Jerry Lewis, looking dismayed and surprised...

Anyway the petition against presenting Lewis with the award can be found at: http://www.petitiononline.com/jlno2009/petition.html

The full text of the petition is:

To:  The Academy of Motion Picture Arts and Sciences

This petition has been launched to object to the Academy of Motion Picture Arts and Sciences’ announcement that it will give Jerry Lewis its Jean Hersholt Humanitarian Award at the Oscar Awards ceremony on February 22, 2009.

During his decades of hosting the Labor Day Telethon, Jerry Lewis has helped to perpetuate negative, stereotypical attitudes toward people with muscular dystrophy and other disabilities. Jerry Lewis and the Telethon actively promote pity as a fundraising strategy. Disabled people want RESPECT and RIGHTS, not pity and charity.

In 1990, Lewis wrote that if he had muscular dystrophy and had to use a wheelchair, he would “just have to learn to try to be good at being a half a person.” During the 1992 Telethon, he said that people with MD, whom he always insists on calling “my kids,” “cannot go into the workplace.
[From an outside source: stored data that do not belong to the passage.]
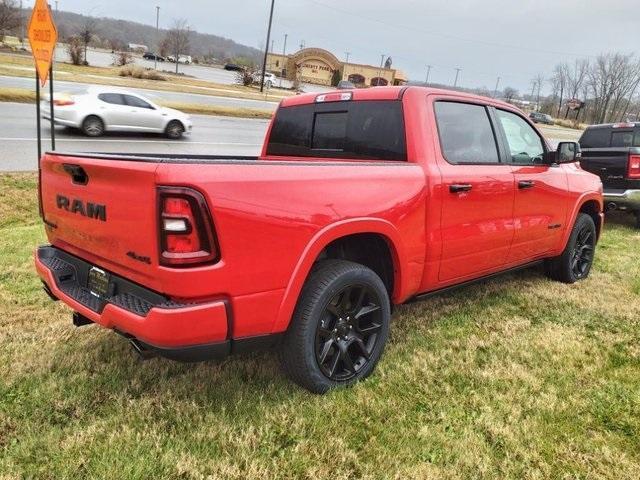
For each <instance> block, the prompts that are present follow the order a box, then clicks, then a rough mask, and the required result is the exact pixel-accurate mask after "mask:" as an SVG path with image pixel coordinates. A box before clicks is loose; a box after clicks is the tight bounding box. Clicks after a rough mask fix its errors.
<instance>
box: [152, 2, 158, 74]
mask: <svg viewBox="0 0 640 480" xmlns="http://www.w3.org/2000/svg"><path fill="white" fill-rule="evenodd" d="M159 34H160V7H156V51H155V53H154V54H153V57H154V59H153V69H154V70H157V69H158V51H159V50H160V49H159V48H158V37H159Z"/></svg>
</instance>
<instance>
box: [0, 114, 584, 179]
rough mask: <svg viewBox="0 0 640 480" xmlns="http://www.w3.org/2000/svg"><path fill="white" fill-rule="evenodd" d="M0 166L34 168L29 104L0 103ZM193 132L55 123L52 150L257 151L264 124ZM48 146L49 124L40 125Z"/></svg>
mask: <svg viewBox="0 0 640 480" xmlns="http://www.w3.org/2000/svg"><path fill="white" fill-rule="evenodd" d="M0 112H1V113H0V171H16V170H34V169H35V168H36V167H37V162H36V157H37V145H36V127H35V123H36V119H35V107H34V106H33V105H25V104H18V103H0ZM193 120H194V132H193V135H191V137H189V138H186V139H184V140H182V141H177V142H175V141H168V140H166V139H164V138H163V137H161V136H153V135H131V134H112V135H109V136H106V137H103V138H100V139H88V138H87V137H84V136H83V135H81V134H79V133H76V132H74V131H70V130H67V129H63V128H60V127H57V128H56V135H57V141H58V145H57V147H58V149H59V150H64V151H86V152H96V151H99V152H117V153H127V152H146V153H172V152H173V153H185V154H194V155H202V154H204V155H206V154H221V155H257V154H258V153H259V151H260V146H261V145H262V140H263V138H264V135H265V132H266V129H267V124H268V121H267V120H250V119H237V118H229V117H213V116H206V115H194V116H193ZM541 129H542V131H543V132H544V133H545V135H547V137H548V138H549V140H550V141H551V143H552V144H553V145H554V146H555V145H556V144H557V143H558V141H562V140H577V138H578V136H579V135H580V131H578V130H571V129H565V128H560V127H541ZM42 132H43V136H44V137H45V142H44V143H43V145H46V146H45V147H44V149H45V150H46V149H48V146H49V145H50V143H49V141H48V139H49V138H50V137H49V135H50V134H49V125H48V124H47V123H46V122H45V124H44V125H43V129H42Z"/></svg>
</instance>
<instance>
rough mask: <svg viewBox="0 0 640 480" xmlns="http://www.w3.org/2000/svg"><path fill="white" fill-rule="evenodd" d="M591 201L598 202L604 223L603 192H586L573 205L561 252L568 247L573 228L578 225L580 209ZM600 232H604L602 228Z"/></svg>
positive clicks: (601, 226) (569, 215) (598, 210)
mask: <svg viewBox="0 0 640 480" xmlns="http://www.w3.org/2000/svg"><path fill="white" fill-rule="evenodd" d="M590 201H596V202H597V203H598V212H599V213H600V218H601V222H602V221H603V219H604V216H603V213H602V212H603V211H604V201H603V198H602V192H585V193H583V194H582V195H580V197H578V200H576V202H575V203H574V204H573V209H572V211H571V212H570V215H569V217H568V219H569V222H568V223H567V228H565V230H564V235H563V236H562V243H561V249H560V252H562V251H564V249H565V248H566V246H567V242H568V241H569V236H570V235H571V231H572V230H573V226H574V225H575V223H576V220H577V218H578V213H580V209H581V208H582V206H583V205H584V204H585V203H587V202H590ZM600 227H602V224H601V225H600ZM599 231H600V232H602V228H600V229H599Z"/></svg>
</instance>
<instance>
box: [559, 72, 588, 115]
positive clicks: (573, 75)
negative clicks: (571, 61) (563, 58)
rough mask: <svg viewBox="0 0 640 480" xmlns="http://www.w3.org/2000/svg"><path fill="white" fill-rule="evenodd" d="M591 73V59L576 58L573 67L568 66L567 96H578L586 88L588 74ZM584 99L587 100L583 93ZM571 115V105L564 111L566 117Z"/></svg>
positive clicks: (571, 97)
mask: <svg viewBox="0 0 640 480" xmlns="http://www.w3.org/2000/svg"><path fill="white" fill-rule="evenodd" d="M588 73H589V60H576V62H575V64H574V65H573V67H570V66H567V87H568V95H567V98H569V99H572V98H578V96H579V93H580V92H581V91H582V90H584V87H585V84H586V81H587V74H588ZM583 97H584V98H582V101H585V100H586V96H585V95H584V94H583ZM568 116H569V107H567V109H566V110H565V112H564V118H567V117H568Z"/></svg>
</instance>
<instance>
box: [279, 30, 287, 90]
mask: <svg viewBox="0 0 640 480" xmlns="http://www.w3.org/2000/svg"><path fill="white" fill-rule="evenodd" d="M288 36H289V34H288V33H285V34H284V45H283V47H282V62H283V65H282V70H281V71H280V81H279V82H278V83H279V86H280V87H282V77H283V72H284V73H286V71H287V64H286V61H287V37H288Z"/></svg>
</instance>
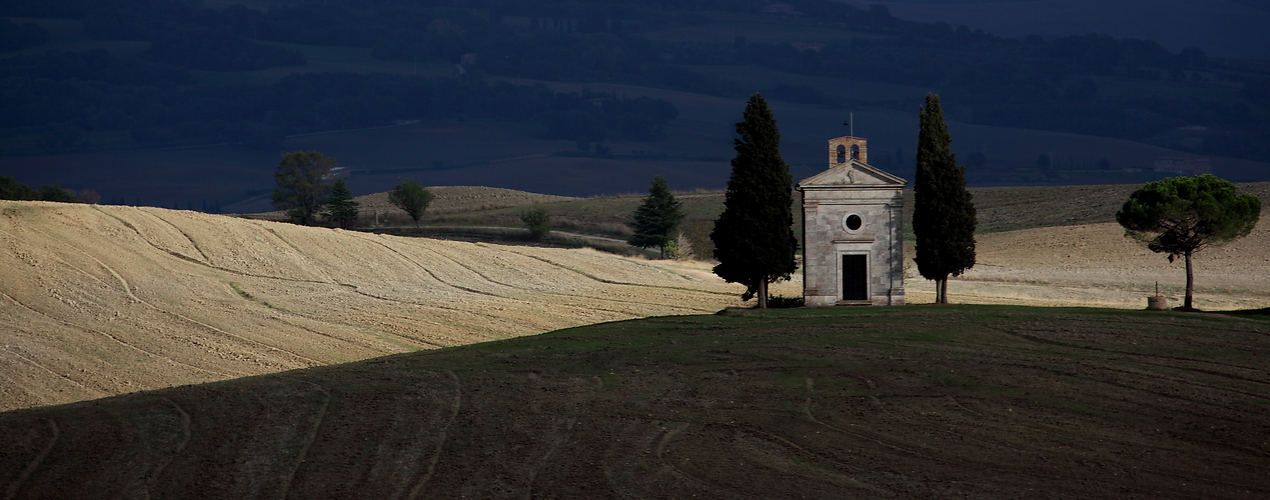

There’s nothing they can do.” Comments like these have led disability activists and our allies to protest against Jerry Lewis. We’ve argued that he uses the Telethon to promote pity, a counterproductive emotion which undermines our social equality. Here’s how Lewis responded to the Telethon protesters during a 2001 television interview: “Pity? You don’t want to be pitied because you’re a cripple in a wheelchair? Stay in your house!”

Jerry Lewis has also made derogatory comments about women and gay men. His outdated attitudes and crude remarks are dehumanizing, not humanitarian.

Therefore, we the undersigned support the actions and arguments of the coalition group The Trouble with Jerry. We protest the Academy’s characterization of Jerry Lewis as a “humanitarian.” And we ask that the Academy cancel its plans to give Lewis the Hersholt Humanitarian Award.